Apenas unas semanas antes la administración Trump había anunciado la retirada de cuatrocientos millones de dólares de los más de mil millones que el gobierno federal aporta a los programas de investigación de Columbia. La universidad recibe novecientos millones en ayudas directas del gobierno federal y más de mil en becas de investigación. Sus reservas financieras o endowment se situaban por encima de los 13.000 millones en 2023. Tras la Segunda Guerra Mundial el gobierno estadounidense decidió promover la investigación aportando fondos a las universidades, públicas y privadas. Pero esta primavera la demolición del sistema de financiación pública de proyectos de investigación en Estados Unidos ha cobrado distintas formas, y en el caso de las universidades y más en concreto de Columbia se sostiene sobre la acusación de no haber actuado con firmeza en el último año ante supuestos brotes de antisemitismo. El capítulo iv de la ley de derechos civiles prohíbe la discriminación por raza o país de origen, pero es el Departamento de Educación –cuyo desmantelamiento también está previsto en uno de los decretos ley aprobados por el presidente el 21 de marzo– el que, de acuerdo con la legislación federal, debe poner en marcha la investigación pertinente, siguiendo unos pasos ya estipulados, y aprobar las sanciones en caso de confirmarse la veracidad de las acusaciones. Nada de esto ha ocurrido, los cuatrocientos millones han sido retirados y la amenaza de ampliar los recortes fue expresa. También la exigencia de cumplir con una serie de medidas que a todas luces implican la claudicación de la libertad académica y la cesión de la independencia de este centro.
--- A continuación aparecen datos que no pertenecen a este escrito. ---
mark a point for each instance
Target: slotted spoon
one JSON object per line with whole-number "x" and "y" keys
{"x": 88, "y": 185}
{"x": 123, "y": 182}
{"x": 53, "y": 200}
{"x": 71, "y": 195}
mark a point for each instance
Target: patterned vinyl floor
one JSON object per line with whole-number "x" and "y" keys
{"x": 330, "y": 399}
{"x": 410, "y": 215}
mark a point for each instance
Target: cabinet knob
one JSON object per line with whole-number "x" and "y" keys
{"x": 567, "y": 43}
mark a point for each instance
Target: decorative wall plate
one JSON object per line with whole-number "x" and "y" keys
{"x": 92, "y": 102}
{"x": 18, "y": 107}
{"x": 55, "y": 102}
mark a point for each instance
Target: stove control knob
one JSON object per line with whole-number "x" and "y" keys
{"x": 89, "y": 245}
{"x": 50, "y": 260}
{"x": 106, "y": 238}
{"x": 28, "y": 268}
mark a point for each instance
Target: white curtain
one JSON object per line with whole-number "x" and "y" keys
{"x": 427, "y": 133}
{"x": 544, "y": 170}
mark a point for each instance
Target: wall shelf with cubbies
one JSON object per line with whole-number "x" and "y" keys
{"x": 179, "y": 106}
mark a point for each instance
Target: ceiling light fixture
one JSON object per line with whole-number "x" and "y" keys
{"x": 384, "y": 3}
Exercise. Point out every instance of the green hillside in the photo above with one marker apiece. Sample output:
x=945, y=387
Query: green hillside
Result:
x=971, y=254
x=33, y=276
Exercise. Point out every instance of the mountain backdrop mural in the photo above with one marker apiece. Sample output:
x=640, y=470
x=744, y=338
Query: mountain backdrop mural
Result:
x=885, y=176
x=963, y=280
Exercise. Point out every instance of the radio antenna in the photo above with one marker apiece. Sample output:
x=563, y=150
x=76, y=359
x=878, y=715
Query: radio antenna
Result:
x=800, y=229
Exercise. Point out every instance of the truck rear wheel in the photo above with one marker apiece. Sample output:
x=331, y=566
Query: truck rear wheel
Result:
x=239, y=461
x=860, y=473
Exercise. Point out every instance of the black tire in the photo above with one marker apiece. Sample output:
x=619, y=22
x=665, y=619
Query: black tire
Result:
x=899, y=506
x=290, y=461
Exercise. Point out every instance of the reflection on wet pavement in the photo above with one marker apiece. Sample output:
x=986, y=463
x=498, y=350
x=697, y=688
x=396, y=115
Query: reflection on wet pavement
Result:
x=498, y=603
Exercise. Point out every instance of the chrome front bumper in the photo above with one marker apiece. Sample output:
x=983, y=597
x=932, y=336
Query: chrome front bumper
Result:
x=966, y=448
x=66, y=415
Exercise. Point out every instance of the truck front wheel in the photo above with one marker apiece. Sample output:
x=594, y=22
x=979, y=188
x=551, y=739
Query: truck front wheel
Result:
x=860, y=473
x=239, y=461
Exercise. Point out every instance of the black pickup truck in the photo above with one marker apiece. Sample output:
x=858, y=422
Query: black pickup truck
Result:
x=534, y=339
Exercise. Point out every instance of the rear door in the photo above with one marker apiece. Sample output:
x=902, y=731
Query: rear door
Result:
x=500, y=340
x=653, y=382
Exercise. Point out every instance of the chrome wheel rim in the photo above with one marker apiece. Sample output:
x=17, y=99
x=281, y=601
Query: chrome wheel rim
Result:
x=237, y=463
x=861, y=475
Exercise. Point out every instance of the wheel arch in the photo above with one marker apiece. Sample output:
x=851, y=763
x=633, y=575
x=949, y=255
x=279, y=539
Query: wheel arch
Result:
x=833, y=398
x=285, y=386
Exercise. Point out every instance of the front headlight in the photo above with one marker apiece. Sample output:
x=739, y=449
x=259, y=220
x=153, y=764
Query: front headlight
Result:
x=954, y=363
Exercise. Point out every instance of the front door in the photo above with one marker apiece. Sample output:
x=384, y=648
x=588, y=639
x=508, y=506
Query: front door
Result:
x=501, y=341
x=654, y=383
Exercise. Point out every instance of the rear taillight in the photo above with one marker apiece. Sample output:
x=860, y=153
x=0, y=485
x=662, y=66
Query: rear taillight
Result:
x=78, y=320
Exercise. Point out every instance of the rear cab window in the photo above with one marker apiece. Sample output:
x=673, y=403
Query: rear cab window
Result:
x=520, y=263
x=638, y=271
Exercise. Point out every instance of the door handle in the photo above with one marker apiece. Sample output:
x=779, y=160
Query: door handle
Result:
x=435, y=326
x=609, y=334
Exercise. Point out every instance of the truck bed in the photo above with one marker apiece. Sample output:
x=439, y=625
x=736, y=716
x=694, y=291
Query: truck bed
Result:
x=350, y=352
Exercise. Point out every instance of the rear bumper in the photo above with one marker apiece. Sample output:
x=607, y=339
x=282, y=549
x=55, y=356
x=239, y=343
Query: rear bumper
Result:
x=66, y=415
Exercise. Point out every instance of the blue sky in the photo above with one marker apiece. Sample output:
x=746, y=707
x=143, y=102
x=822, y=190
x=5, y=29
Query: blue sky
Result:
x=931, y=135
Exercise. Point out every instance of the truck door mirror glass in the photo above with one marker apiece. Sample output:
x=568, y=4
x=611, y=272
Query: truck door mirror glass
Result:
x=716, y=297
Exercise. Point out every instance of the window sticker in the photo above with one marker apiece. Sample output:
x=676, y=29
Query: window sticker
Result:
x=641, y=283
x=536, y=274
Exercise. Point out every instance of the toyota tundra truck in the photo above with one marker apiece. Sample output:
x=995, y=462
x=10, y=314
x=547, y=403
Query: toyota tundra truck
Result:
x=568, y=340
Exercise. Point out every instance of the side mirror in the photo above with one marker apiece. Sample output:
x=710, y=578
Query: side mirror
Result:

El 13 de marzo la administración Trump presentó un ultimátum en el que se exigía a Columbia que en el plazo de una semana tuviera listo un plan que supondría, entre otras cosas, la supervisión externa de la facultad de estudios de Oriente Próximo, Asia y África. A pesar de la carta pública firmada por quince profesores de derecho constitucional de universidades de todo el país que exponía la ilegalidad del recorte que ya era efectivo, la presidenta interina de Columbia, Katrina Armstrong, respondió el viernes 21 de marzo que cedería ante las exigencias del gobierno. Ocho días después dimitió del cargo que había aceptado pocos meses antes. En su declaración ante una comisión del Congreso en abril esquivó los cuchillos excusándose en su falta de memoria sobre las conclusiones expuestas en los informes e investigaciones internas que en el último año ha acometido Columbia para esclarecer si ha habido intimidación a los estudiantes judíos y ver qué medidas convenía tomar.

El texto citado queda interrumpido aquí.